Mel O Neill is a mum of two from Penketh who has had breast cancer for more than a decade.
She writes a regular blog for the Warrington Guardian
It has been 16 months now since my last chemotherapy session and no sign of cancer anywhere in my skin or my body.
I would love to say I always knew that something would come along and work for me by putting the cancer to sleep so I could finally get on with my life but I’d be lying.
On National Reminiscing Day (there’s a day for everything now) I am writing a blog remembering all the many times I broke down on many different people, some friends, some family, some well wishers and even some strangers, reduced to tears as consumed with fear that cancer would take my life and my funeral was around the corner.
Recalling the many times I was taken off my failing chemotherapy and put onto another one of many to try, consumed with fear yet holding onto a thread of hope that this “new” regime may send me into remission, I took blow after blow as each one eventually failed.
After Mother’s Day I would like to take this opportunity to honour all those who have lost their mums and all those mums who have lost their child.
As the day approached they would have been feeling their loss and pain intensified. I can only imagine their grief as I thought my kids would suffer my loss too on days like this and was torn apart by this thought, but thank God it was only a thought clearly reminding me of how the mind rules the body and how my worries were unjustified.
My kids were always and always will be my priority as I strived to create normality in their life with the help of my husband and parents.
I am eternally grateful for all the love and support network I have around me that have (and still have) getting me through my dark days.

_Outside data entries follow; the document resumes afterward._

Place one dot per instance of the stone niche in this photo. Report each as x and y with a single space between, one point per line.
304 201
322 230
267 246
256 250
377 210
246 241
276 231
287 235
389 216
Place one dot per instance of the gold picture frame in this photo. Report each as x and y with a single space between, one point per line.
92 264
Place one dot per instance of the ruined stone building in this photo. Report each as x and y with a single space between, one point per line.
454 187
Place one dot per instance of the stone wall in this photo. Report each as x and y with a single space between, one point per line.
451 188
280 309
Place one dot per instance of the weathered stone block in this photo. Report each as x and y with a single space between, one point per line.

As I continue to receive life’s blows, accepting my partially blind diagnosis and being unable to drive no more, my memory loss and brain fog, persisting with my mouth ulcer pain and watery eye condition and persevering with my swollen, lymphoedema in my right arm and hand, I know that nothing in the world will ever be as enormously heart wrenching as the fear of leaving my kids to grow up without a mum. As I give my head a wobble I realise that none of these things threatens my life and I realise that life’s not so bad after all.
Because this year I have grabbed life with both hands and thrown myself into achieving things I love to do like poetry, more writing, makeup lessons and skincare and I can happily say it has changed my life. I am so much more content, fulfilled, confident and empowered learning slowly how to accept compliments because I feel I am earning them by choice not because of circumstance.

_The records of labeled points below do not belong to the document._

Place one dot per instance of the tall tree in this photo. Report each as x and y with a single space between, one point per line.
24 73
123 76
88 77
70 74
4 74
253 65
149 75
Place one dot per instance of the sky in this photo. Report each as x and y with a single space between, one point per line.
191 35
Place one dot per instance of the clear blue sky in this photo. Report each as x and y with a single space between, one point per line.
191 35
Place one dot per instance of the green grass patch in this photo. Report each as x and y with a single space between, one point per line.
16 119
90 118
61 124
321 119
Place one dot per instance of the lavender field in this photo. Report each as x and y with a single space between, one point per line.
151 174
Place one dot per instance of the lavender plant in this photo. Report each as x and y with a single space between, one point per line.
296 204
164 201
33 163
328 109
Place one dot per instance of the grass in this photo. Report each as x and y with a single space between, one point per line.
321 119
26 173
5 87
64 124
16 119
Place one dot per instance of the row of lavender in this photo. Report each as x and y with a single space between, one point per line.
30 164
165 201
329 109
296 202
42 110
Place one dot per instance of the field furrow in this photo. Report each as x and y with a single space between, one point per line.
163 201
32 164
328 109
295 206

As I was completely and utterly overwhelmed to be listed as one of Warrington’s Inspirational Women on International Women’s Day on March 8 (remembered because it’s lands on my birthday) I felt honoured, humbled yet proud of my achievement in wanting to write about my experiences to help others.

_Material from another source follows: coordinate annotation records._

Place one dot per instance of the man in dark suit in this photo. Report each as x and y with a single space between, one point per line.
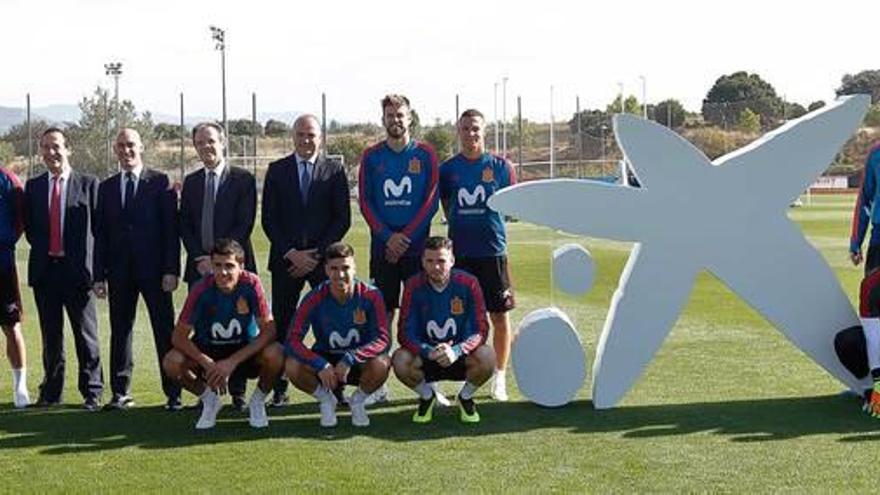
305 209
60 206
228 213
137 252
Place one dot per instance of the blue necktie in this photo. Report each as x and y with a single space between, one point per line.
128 207
305 181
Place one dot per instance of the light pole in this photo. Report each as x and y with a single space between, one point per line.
504 116
219 37
644 98
495 116
114 69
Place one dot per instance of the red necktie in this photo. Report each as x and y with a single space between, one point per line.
55 246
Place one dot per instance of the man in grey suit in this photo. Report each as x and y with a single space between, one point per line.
60 206
305 209
217 201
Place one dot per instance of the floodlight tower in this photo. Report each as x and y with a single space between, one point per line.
114 69
219 37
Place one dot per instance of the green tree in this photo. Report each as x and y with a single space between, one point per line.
91 138
244 127
733 93
276 128
815 105
864 82
630 105
872 118
17 135
748 121
670 113
442 138
164 131
7 153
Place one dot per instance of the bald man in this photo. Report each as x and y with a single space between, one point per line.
305 209
137 253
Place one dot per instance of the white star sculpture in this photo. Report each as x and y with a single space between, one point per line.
727 216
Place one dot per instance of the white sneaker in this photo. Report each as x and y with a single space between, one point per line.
257 408
211 405
498 391
21 399
328 411
359 414
441 399
380 395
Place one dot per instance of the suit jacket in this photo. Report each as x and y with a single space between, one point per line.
323 219
79 214
147 245
235 209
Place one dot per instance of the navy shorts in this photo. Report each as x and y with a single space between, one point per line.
494 278
10 298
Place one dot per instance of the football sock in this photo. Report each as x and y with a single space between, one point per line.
321 393
359 396
871 327
468 390
424 390
19 379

Being living proof of “life is what you make it” having been through a very dark time, I am able to inspire others including my children which always reduces me to tears..happy tears though.
Life continues to throw worries and obstacles my way like a recent skin cancer scare that was dealt with immediately, leaving me relieved and reassured I need worry no more on the matter and Covid interrupting my latest treatment regime for my lymphoedema arm after completing two of the three week course but it’s ok. I’m ok. Life is good and I must remember never to forget that.
So as I reminisce on this day recounting the bad times, I choose to remember all the good too and the love and support that helped get me where I am today knowing things could change at anytime (like a recent health scare taught me) and how I must live in the now continuing to remain more present as my wonderful friend and secondary sister (we both have secondary breast cancer) Nikki Jane recently reminded me.